Dec 13, 2016 21:43
A storm rumbled behind me and I had no idea. It was at my heels before I had time to even turn around. Why? Because I was deaf and dumb -- an infant in a body that demanded me to be more academic. They wanted quantum physics when all I could do was wail with a scrunched up face. I couldn’t open my eyes, and I didn’t want to. Who cared about the storm? It was someone else’s problem, not mine. And then I felt the drop. What was that? A cut that wouldn’t stop bleeding; I bled all over everything that I touched. I was not nourished properly and I kept running into problem after problem after predator after problem. The boogeymen were real and they tried to eat me, gnashing their teeth from the shadows and paralyzing me with their frightful and intelligent eyes. I wasn’t intelligent, I was stupid. I knew nothing and in my ignorance, these things happened. Was I to blame, the adult body with the child mind, that stared at myself in the mirror? Get knowledge, get rich, make a buck and die. And yet … ?

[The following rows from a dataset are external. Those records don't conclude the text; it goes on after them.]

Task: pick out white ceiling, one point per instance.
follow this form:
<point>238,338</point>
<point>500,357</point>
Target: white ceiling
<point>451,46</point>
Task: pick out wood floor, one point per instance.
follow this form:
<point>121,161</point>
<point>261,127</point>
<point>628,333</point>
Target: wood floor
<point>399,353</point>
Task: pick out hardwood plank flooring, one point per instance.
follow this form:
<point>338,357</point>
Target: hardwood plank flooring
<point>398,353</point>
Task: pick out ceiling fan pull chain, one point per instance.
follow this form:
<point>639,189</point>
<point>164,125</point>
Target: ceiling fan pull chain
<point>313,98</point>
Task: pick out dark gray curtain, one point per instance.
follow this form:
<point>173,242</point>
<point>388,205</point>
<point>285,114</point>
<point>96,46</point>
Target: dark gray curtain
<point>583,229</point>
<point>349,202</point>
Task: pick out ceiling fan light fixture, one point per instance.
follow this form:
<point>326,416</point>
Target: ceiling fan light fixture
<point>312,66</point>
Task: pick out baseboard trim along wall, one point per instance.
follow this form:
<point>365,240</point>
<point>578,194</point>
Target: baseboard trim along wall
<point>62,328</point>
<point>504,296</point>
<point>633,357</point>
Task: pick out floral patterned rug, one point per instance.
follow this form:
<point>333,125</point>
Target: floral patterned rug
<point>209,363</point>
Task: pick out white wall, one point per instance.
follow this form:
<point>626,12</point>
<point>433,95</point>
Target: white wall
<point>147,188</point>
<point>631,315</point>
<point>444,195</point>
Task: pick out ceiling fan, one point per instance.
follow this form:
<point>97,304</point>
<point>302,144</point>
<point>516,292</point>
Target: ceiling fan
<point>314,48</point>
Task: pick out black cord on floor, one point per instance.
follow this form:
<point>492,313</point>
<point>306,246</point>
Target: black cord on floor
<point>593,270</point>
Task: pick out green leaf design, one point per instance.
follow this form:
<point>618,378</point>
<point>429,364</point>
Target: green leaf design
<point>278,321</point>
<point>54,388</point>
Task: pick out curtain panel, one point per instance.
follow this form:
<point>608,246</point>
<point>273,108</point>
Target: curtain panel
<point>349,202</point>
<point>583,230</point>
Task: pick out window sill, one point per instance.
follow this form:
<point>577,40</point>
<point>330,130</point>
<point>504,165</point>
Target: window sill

My head hurt as I was slammed forward -- forward into bars. I felt the cold iron at my fingertips, realizing that the prison cell was both of my own making and yet all around me. I didn’t make it, but yet I perpetuated it. Poor, sad broken little soul, the shadows spit, you will resort to nothing because that is what you are -- a nothing. No, I reply as fingers curl and tighten around the bars. I’m a someone. I have an identity and a purpose and a reason for existing. This game that you’ve planned and placed others in roles to continue it: the bullies, the crooks, the greedy, and the evil -- they are the pitcher on your home plate throwing mean, fast balls in your trembling direction. You feel the air pass your face, feel yourself stepping back. But this isn’t their turf, their territory, their home -- it’s yours, it’s mine! It’s their turn to be on their guard. I see through your crooked brushback pitch. And with a well aimed and experienced swing -- I brush you away.